Know My Name, de Chanel Miller, estava na minha lista há muito tempo. Cheguei até a oferecê-lo como prenda de Natal antes mesmo de o ler, porque algo me dizia que valia mesmo a pena. Nele, a autora conta a história de como foi encontrada inconsciente perto de uma festa no campus de Stanford, sem se lembrar do que aconteceu. Contudo, as autoridades explicam que poderá ter sido molestada sexualmente por um dos alunos, Brock Turner. 

 

Seguem-se exames médicos invasivos e longos meses de julgamento, enquanto a própria Chanel tenta compreender o que lhe aconteceu e reconciliar-se com a nova identidade que tem – Emily Doe, uma vítima. Quando, no final do primeiro julgamento, Turner é sentenciado apenas com seis meses, Chanel volta a lutar e escreve uma carta emocionante publicada no BuzzFeed, que rapidamente se torna viral e inspirou outras mulheres a contar a sua própria história. 

 

I survived because I remained soft, because I listened, because I wrote. Because I huddled close to my truth, protected it like a tiny flame in a terrible storm. Hold up your head when the tears come, when you are mocked, insulted, questioned, threatened, when they tell you you are nothing, when your body is reduced to openings. The journey will be longer than you imagined, trauma will find you again and again.
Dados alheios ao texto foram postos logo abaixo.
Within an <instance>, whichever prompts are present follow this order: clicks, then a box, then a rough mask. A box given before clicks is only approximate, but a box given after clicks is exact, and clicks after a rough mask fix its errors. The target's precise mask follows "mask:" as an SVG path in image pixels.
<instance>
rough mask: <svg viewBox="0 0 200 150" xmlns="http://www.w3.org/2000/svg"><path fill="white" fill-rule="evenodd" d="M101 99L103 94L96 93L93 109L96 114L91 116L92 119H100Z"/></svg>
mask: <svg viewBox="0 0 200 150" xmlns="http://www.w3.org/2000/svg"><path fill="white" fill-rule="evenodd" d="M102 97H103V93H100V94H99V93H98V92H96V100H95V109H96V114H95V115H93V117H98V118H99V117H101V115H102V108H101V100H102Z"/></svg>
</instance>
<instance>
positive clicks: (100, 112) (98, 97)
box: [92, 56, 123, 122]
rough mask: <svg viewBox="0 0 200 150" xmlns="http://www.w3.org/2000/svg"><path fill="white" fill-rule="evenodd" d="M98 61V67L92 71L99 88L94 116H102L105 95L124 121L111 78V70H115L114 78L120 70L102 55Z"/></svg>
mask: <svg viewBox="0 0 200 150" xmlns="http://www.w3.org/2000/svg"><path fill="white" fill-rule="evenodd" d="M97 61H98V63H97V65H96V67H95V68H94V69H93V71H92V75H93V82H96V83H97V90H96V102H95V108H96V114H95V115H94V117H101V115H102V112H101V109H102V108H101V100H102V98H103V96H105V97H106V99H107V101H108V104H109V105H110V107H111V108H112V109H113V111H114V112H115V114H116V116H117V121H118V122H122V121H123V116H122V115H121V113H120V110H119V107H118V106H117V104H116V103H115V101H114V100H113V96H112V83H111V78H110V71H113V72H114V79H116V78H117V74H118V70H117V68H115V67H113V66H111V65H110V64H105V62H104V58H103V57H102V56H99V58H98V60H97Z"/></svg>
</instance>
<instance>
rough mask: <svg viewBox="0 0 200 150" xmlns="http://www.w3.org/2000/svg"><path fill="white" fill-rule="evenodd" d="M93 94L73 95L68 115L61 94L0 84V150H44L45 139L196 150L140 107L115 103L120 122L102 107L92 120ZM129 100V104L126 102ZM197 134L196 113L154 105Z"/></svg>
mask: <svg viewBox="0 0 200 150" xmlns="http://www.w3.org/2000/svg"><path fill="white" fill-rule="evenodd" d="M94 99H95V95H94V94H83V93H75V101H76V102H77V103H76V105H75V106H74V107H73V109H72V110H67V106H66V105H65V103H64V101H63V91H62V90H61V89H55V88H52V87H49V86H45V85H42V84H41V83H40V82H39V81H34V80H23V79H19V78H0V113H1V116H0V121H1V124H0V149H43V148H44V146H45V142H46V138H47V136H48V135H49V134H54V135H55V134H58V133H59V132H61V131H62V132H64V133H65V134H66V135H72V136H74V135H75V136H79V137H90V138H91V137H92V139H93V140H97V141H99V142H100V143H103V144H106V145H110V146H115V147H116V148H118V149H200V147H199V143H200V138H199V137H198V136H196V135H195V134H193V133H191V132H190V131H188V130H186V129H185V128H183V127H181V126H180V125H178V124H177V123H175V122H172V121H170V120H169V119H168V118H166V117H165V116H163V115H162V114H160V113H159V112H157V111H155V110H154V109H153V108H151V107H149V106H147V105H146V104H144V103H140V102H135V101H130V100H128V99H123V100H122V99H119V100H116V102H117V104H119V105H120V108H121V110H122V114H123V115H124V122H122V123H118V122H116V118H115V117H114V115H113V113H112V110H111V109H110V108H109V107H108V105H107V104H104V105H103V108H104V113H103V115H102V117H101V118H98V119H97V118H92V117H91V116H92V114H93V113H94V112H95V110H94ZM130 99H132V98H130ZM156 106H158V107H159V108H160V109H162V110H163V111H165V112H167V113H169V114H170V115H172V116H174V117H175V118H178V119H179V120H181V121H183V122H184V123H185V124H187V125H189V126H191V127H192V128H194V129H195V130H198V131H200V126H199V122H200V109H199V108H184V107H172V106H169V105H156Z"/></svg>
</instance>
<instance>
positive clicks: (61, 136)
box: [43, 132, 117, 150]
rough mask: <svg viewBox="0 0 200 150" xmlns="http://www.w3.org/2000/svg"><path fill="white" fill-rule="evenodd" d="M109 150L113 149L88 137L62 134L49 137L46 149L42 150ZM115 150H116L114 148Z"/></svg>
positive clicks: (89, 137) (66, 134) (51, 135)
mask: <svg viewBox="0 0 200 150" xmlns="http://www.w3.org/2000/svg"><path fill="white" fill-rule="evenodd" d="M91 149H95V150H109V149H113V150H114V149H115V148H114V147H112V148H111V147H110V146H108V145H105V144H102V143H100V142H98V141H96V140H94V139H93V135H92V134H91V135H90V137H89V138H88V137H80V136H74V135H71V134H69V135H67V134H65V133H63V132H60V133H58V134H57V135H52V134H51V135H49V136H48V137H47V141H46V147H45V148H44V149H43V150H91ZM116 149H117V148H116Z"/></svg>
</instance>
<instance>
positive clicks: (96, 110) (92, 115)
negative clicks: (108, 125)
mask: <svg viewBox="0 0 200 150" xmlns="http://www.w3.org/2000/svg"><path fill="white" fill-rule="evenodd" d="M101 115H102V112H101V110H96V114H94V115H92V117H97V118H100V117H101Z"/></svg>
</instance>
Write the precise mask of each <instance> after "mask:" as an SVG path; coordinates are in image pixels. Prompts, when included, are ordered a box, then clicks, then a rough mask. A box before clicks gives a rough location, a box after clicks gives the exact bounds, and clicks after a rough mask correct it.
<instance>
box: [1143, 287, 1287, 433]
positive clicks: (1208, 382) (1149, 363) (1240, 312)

Do not become the ones who hurt you. Stay tender with your power. Never fight to injure, fight to uplift. Fight because you know that in this life, you deserve safety, joy, and freedom. Fight because it is your life. Not anyone else’s. I did it, I am here. Looking back, all the ones who doubted or hurt or nearly conquered me faded away, and I am the only one standing. So now, the time has come. I dust myself off, and go on.

 

Além de relatos sobre todo o desenvolvimento judicial do caso, a autora reflete bastante sobre o que é ser considerado uma vítima, sobre o que é viver com vergonha e no anonimato, o que é ter necessidade de isolamento quando a nossa vida e intimidade estão a ser julgadas publicamente. É um livro difícil de ler (e de ouvir), não pela forma como está escrito, mas por ser tão pessoal, por nos trazer tanta visibilidade sobre o que é sofrer abuso sexual e tentar ter justiça num mundo que está feito para dar o benefício da dúvida aos abusadores e não às vítimas. 

 

Tal como já tinha acontecido com Becoming, de Michelle Obama, este audiolivro também é narrado pela própria autora, o que lhe confere uma carga ainda mais íntima. Aliás, houve momentos em que ela claramente se emocionou enquanto lia, algo que me teria passado completamente ao lado caso tivesse lido a versão escrita. Segundo sei, ainda não está editado em português, mas já tinham ouvido falar deste livro?